Maeve Higgins is more optimistic. In the final essay — “The Golden Record” — of her most recent book, Maeve in America (2018), she describes the phonograph records carried by the Voyager spacecrafts launched in 1977. These 12-inch gold-plated copper disks hold sights and sounds carefully chosen to represent life on earth at that moment by a committee chaired by Carl Sagan. Voyager 1 and 2 have reached interstellar space; the images and sounds on the Golden Record can be played, as Sagan said, “only if there are advanced spacefaring civilizations in interstellar space.” For Higgens, instagram stories, which show videos and images on a feed that disappears after 24h, have something in common with the golden record. Hope, for one thing. Hope that someone will encounter the message and understand it: the golden records are inscribed with instructions on how to play the media contained within. Higgens writes (p239): “Today, with these images I get to share with anyone who cares to look, I am asking the question: Do you understand me now? Here is what I’m trying to tell you.”
An optimistic view of the internet is hard for many reasons. In classics, we have to reckon with the ways toxic online communities use ancient material for malicious ends, as Donna Zuckerberg’s Not All Dead White Men (2018) so vividly describes. We also seem unable to escape the idea so often repeated that social media is inherently superficial, vain, vapid; and that it is these qualities in particular which harm us. The first episode of Broad City season 5 (“Stories”) presents itself as an instagram story, documenting a day in the life of Abbi and Ilana, coopting the forms of the medium to undercut and satirize it. In the last scene, Abbi says: “because we were filming it, it’s not even our ‘story’ anymore.” With these final words (of the premier of the final season), Abbi and Ilana ask their audience to contemplate how a comedy act between two friends, developed out of the sparkling chemistry of their private intimacy, has grown beyond itself into a stage play for a massive audience. Real life performativity is amplified when we make ourselves public: via “publication,” art no longer belongs just to you, and on the internet your image takes part in more than just your own selfhood.
Internet.
- Kate Leth on Halloween Pokemon’s surprisingly dark lore.

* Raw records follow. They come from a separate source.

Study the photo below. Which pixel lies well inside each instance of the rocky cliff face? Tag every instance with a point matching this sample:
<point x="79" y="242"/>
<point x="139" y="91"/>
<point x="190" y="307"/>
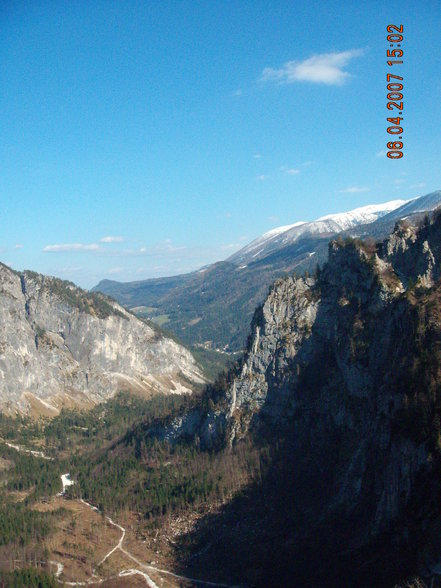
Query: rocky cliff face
<point x="346" y="368"/>
<point x="60" y="345"/>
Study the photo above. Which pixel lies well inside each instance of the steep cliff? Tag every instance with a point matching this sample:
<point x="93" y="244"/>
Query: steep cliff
<point x="61" y="345"/>
<point x="343" y="369"/>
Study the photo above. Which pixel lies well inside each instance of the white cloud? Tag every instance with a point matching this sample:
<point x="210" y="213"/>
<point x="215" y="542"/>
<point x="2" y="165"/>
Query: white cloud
<point x="324" y="68"/>
<point x="110" y="239"/>
<point x="354" y="190"/>
<point x="66" y="247"/>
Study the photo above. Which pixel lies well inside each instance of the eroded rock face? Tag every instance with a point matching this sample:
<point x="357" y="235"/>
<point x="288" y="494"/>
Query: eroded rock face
<point x="333" y="362"/>
<point x="60" y="345"/>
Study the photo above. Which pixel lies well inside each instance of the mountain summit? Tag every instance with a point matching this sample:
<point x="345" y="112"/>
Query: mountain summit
<point x="214" y="308"/>
<point x="331" y="223"/>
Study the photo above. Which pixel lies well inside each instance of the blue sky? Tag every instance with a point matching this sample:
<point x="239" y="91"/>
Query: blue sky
<point x="143" y="139"/>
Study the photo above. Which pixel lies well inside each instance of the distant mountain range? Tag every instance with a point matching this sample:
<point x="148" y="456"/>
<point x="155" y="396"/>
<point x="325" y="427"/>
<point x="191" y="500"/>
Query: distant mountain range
<point x="213" y="307"/>
<point x="332" y="223"/>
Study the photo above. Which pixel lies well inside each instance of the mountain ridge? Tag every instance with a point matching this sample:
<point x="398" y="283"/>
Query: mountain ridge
<point x="62" y="345"/>
<point x="212" y="308"/>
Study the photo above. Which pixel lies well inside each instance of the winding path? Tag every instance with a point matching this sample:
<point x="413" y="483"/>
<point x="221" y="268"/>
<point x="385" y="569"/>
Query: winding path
<point x="131" y="571"/>
<point x="67" y="481"/>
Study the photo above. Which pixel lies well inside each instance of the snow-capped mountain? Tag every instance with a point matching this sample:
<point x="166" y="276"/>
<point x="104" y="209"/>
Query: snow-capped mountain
<point x="331" y="223"/>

- Princess Weekes on Harold Bloom’s complex legacy.
- Dustin Harbin on trauma and prisms of perception.
- Hallie Bates on what’s tried and true.
Excerpt. Sara Ahmed 2017: 15-16: “My citation policy has given me more room to attend to those feminists who came before me. Citation is feminist memory. Citation is how we acknowledge our debt to those who came before; those who helped us find our [p16] way when the way was obscured because we deviated from the paths we were told to follow.”
Daily Life. In Toronto the autumn leaves were just nuts!